Benchmark global emerging market (GEM) ETFs hold over $115bn in total assets, representing over 60% of total US-listed emerging market ETF assets. The attractiveness of this category lays in its broad diversification, liquidity and relatively low management fees.
While investors can potentially achieve higher returns by investing more strategically in emerging market ETFs, owning a broad benchmark fund offers a low-maintenance approach to accessing the asset class. A closer look at the major funds shows that only a few material differences exist between them.
The Major Benchmark GEM ETFs
Index construction - two choices and one outlier
Among the major GEM funds, Vanguard's FTSE Emerging Market (VWO) and iShares MSCI Emerging Market (EEM) offer the two major index choices for the group - the FTSE and MSCI respectively. The main difference between them is the FTSE excludes South Korea while the MSCI has around a 15% weight for South Korea equities. The FTSE index also has the smallest IT sector exposure of the GEM funds.
Lower cost products include Schwab's FTSE Emerging Markets (SCHE) which tracks the same index as VWO is migrating to and iShares Core Emerging Markets (IEMG) which tracks the MSCI index like EEM. SPDR's S&P Emerging Markets (GMM) index also excludes South Korea like VWO and SCHE, but has a slightly higher BRIC country weight compared to the group.

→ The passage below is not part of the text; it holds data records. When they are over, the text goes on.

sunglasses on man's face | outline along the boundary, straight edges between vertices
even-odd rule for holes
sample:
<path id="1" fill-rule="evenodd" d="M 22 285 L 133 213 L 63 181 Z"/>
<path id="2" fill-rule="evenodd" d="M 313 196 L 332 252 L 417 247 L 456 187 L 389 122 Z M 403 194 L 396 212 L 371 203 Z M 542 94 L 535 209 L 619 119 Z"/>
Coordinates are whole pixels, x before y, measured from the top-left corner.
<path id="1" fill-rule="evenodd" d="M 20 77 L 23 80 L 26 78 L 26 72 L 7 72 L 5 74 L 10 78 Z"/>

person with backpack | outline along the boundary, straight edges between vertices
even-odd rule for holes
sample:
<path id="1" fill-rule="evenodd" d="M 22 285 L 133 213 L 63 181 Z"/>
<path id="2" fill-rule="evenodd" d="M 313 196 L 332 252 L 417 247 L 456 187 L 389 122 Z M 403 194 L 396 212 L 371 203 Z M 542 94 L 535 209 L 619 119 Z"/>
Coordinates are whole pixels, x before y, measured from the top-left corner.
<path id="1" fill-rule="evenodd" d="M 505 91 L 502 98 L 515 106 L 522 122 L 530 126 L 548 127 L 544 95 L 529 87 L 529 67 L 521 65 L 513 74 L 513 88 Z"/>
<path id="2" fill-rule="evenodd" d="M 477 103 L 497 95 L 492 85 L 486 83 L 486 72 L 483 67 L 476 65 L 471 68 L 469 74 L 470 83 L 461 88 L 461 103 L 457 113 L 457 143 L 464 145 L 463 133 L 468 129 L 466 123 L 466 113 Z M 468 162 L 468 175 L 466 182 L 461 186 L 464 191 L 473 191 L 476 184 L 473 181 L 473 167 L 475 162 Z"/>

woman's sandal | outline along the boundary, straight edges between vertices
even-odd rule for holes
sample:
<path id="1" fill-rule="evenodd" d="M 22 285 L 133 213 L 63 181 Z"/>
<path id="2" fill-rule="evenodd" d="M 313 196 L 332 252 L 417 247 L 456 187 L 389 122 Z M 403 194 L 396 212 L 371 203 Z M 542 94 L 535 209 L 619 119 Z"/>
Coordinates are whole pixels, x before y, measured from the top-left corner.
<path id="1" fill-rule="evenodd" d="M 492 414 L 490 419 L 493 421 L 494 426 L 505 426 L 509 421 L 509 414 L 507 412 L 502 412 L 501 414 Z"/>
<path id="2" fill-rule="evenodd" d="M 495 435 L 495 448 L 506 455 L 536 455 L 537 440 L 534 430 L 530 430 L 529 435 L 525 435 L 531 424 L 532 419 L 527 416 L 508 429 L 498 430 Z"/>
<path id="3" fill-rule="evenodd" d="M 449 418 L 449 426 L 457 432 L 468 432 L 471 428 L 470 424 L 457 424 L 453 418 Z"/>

Powershares' BLDRS Emerging Market (ADRE) has the most unique portfolio composition of the group since it invests in US-listed ADRs only. As a result the fund over-weights Brazil and sectors like energy, telecoms and materials since those are more represented in the ADR market. For example, over 30% of ADRE's portfolio is in Brazil and over 20% is invested in energy stocks. This is around double the levels found in the FTSE and MSCI indexes.
Liquidity is an attraction
As the third and fourth largest US-listed ETFs, VWO and EEM are supremely liquid funds, making them attractive for large institutional investors looking to benchmark. EEM trades over $1.5bn/day and VWO over $500m/day on average so bid ask spreads are tight.
At the lower end of the spectrum are GMM and ADRE which trade closer to $1m/day. Not bad, but hardly an attraction. While GMM has seen slight growth in assets ADRE has been declining recently.
Returns are similar, except ADRE has lagged
In terms of returns to investors, the main outlier is ADRE which has lagged in part due to its heavy Brazil exposure which has been a weak performing market. In addition, the fund's relatively high exposure to Chinese ADRS (18% of the portfolio) has been a negative due to a dispute between the SEC and the China based auditors for failing to turn over audit papers for Chinese companies listed in the US. In short, the SEC requires certain disclosures that are being held back because Chinese laws consider information about domestic Chinese companies to be a state secret. Failure to reach a resolution could result in the de-listing of Chinese companies in the US.
Interestingly, the other funds show similar returns regardless of whether or not South Korea is in the portfolio. This stems from the correlation most large emerging markets have with global cyclicality. South Korea is no exception since it depends heavily on demand from China and developed markets for its IT and industrial output.
In conclusion, investors have not, and probably will not, see a great deal of return variation among the major benchmark GEM ETFs. The key consideration in this group is whether you prefer a weighting in South Korea, in which case the MSCI funds EEM and IEMG are more suitable. For an overweight position in Brazil and energy - and high hopes of warming relations between the US and China - ADRE is a potential 'catch-up play' among the funds in the group.